Uncertainty Weighs on Group Plan Cost Expectations
U.S. employers are expecting their group health insurance costs to climb 4.4% in 2021, despite the ravages of pandemic and a likely uptick in health care usage next year, according to a new survey.
The expected rate increases are on par with much of the last few years when insurance premium inflation has hovered between 3% and 4%. Despite the expected increase, employers do not plan to cut back on benefits for their employees, according to the Mercer “National Survey of Employer-Sponsored Health Plans 2020.”
The COVID-19 pandemic has injected a large dose of uncertainty into the marketplace. Overall, health care expenditures have plummeted since the pandemic started, which at first seems counterintuitive. But many hospitals postponed elective and non-emergency surgeries and procedures, while fewer individuals were seeking care either out of fear of going in for it or because they could not get appointments.
For example, the first three months after the pandemic had gotten a foothold in the U.S., according to the Willis Towers Watson “2020 Health Care Financial Benchmarks Survey,” monthly paid claims per employee dropped as follows:
- April: 21%
- May: 29%
- June: 14%
“So far, the additional medical costs associated with the testing and treatment of COVID-19 have been more than offset by significant reductions in utilization across many service categories,” the insurance industry research firm recently wrote in its report.
Additionally, the Mercer report predicts that a significant portion of the deferred care will never be realized. And, for those people who have deferred care, when they eventually decide to come for the care will also depend on the course of the pandemic, hospital capacity and whether people feel safe to go in for the treatment.
“Different assumptions about cost for COVID-related care, including a possible vaccine, and whether people will continue to avoid care or catch up on delayed care, are driving wide variations in cost projections for next year,” Tracy Watts, a senior consultant with Mercer, said.
Despite the expected cost increases, Mercer found that few employers plan to make any changes to their benefits this year, as they seek to keep things stable for their staff. The survey found that:
- 57% will make no changes at all to reduce cost in their 2021 medical plans (up from 47% in the prior year’s survey).

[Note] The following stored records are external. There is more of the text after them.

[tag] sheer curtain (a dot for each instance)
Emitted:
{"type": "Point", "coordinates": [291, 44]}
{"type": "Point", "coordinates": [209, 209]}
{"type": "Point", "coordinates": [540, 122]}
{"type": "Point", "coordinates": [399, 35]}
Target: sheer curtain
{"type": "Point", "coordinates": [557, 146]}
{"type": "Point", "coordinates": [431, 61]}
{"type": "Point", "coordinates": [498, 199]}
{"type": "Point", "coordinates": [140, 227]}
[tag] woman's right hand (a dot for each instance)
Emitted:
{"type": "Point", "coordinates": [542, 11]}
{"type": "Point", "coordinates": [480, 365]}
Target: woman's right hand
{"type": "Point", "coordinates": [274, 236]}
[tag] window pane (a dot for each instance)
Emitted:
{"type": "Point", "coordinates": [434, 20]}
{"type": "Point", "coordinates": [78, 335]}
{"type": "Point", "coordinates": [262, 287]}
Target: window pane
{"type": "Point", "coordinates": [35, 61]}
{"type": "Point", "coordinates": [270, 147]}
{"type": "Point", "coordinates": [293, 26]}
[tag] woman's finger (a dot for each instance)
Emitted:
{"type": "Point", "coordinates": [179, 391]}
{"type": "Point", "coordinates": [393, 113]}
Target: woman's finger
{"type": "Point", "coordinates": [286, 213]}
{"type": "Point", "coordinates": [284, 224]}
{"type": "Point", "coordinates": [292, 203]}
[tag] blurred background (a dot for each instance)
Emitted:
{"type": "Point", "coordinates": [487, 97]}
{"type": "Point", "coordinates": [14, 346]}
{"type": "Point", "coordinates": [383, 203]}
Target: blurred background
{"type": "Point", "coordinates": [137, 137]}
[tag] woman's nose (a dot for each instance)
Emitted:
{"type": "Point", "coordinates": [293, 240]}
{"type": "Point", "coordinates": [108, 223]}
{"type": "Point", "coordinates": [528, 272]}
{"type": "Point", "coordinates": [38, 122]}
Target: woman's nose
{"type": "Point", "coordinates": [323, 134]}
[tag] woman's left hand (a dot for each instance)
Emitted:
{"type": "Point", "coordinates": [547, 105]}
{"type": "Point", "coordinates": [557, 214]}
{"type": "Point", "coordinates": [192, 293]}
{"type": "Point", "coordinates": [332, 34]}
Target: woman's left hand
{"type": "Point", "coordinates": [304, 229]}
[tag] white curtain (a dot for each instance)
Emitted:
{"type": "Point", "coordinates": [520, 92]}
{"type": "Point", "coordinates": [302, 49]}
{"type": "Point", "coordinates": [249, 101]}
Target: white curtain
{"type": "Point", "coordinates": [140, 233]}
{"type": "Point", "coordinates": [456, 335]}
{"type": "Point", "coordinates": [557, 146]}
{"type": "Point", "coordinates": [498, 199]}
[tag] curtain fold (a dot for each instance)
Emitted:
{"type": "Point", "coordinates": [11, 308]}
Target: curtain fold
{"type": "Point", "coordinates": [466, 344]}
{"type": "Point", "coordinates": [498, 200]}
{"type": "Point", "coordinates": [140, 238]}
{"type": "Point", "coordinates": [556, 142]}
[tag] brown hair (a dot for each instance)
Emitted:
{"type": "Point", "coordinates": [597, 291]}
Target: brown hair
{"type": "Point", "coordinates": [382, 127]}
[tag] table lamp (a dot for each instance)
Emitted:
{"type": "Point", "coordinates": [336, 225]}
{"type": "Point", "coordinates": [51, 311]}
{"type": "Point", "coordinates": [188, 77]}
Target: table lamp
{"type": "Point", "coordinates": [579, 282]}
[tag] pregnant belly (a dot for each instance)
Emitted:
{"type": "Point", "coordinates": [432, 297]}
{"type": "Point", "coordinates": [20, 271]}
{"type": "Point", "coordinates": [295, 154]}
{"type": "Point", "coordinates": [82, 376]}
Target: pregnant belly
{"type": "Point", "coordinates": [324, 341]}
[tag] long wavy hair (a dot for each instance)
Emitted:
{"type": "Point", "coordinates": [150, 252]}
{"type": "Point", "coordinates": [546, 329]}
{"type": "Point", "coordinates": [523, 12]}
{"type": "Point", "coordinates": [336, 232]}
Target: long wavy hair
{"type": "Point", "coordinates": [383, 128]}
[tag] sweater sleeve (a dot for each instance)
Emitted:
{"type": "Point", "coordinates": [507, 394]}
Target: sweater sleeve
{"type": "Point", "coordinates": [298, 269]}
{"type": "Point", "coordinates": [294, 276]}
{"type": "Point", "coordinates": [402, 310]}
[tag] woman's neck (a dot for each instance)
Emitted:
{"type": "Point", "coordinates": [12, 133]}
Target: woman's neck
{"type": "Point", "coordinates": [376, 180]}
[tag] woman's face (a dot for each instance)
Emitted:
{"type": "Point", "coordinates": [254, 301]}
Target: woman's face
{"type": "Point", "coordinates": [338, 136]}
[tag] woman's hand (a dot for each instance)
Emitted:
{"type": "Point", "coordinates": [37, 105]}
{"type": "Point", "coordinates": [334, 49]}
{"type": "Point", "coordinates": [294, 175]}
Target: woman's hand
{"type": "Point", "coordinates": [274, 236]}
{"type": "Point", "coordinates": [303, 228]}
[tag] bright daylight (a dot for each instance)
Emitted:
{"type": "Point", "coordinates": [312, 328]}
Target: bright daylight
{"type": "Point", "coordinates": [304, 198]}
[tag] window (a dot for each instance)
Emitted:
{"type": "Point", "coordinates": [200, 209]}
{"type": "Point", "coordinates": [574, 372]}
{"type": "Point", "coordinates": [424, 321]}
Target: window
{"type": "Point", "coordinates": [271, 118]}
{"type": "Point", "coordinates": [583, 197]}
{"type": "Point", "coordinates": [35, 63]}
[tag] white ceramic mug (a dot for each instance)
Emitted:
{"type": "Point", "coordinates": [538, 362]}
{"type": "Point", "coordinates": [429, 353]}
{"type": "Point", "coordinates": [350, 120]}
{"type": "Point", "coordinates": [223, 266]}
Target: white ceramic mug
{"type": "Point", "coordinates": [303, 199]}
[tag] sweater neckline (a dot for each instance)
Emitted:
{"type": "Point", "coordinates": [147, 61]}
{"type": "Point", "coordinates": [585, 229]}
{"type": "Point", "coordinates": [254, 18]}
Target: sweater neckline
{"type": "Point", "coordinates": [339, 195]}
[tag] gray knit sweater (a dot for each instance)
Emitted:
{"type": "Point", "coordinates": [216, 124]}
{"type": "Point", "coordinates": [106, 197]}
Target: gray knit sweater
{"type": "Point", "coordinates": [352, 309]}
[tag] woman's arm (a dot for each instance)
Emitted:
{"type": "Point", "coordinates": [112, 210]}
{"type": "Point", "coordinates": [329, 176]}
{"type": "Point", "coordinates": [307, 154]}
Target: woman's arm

- 18% will take cost-saving measures that shift more health care expenses to their employees, including raising deductibles and copays.
Employers are also adding benefits, some of them prompted by the pandemic and shifts in how health care is accessed. For example:
- 27% are adding or improving their telemedicine services (telemedicine for episodic care, artificial-intelligence-based symptoms triage, ‘text a doctor’ apps, and virtual office visits with a patient’s own primary care doctor).
- 22% are adding or improving their voluntary benefits (critical illness insurance or a hospital indemnity plan).20% are boosting their mental health services coverage.
- 12% are offering targeted health services, like for diabetes and other chronic conditions.
- 9% are offering more support for complex cases.
- 4% are offering services to limit surprise billing.
Mercer noted the following trends going into 2021:
Keeping the status quo – A majority of employers surveyed are avoiding making any changes to their health plans, including increasing employee cost-sharing, even if premiums increase. Instead, they are focused on providing a stable source of health insurance for their staff and supporting their workers as they deal with stress and effects of the pandemic.
Digital migration – More employers are offering digital health resources like telemedicine, telehealth apps, and virtual office visits, for their convenience, safety, efficiency, and cost-effectiveness.
Costs uncertain – Due to the effects of the COVID-19 pandemic, cost projections are uncertain at best. The avoidance of medical care could translate into a higher utilization in 2021 and hospitals may start charging more to recoup lost revenues from 2020. Or people may have forgone a lot of that care forever. It’s too early to tell.